First, I give the definition from Folland,
Definition: Let $(X, \mathcal{M}, \mu)$ be a measure space. If for
each $E \in \mathcal{M}$ with $\mu(E) = \infty$, there exists $F \in
\mathcal{M}$ with $F \subset E$ and $0 < \mu(F) < \infty$, $\mu$ is
called semifinite.
Now problem:
Let X be any nonempty set, $\mathcal{M} = \mathcal{P}(X)$, and $f$ any function from $X$ to $[0, \infty]$. Then $f$ determines a measure $\mu$ on $\mathcal{M}$ by the formula $\mu(E) = \sum_{x \in E} f(x)$.

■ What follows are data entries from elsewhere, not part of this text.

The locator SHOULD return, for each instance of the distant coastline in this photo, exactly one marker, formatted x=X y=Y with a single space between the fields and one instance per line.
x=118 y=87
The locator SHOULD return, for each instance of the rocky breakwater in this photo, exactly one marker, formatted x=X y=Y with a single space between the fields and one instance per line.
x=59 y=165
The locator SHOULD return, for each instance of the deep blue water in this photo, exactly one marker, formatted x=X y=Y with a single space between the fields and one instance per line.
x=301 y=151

In the later paragraph, Folland states that,
The reader may verify that $\mu$ is semifinite iff $f(x) < \infty$ for every $x \in X$.
I ask that, how to verify that? Thanks.
Best Answer
If $f(x)=+\infty$ for some $x$, then $\{x\}\in\cal M$ and is of infinite measure. We cannot find a subset of finite positive measure.
If $f(x)<\infty$ for all $x\in X$, and $\mu(E)=+\infty$, let $x\in E$ such that $\mu(\{x\})>0$. Then $\mu(\{x\})$ is finite, and $\{x\}\subset E$ is measurable.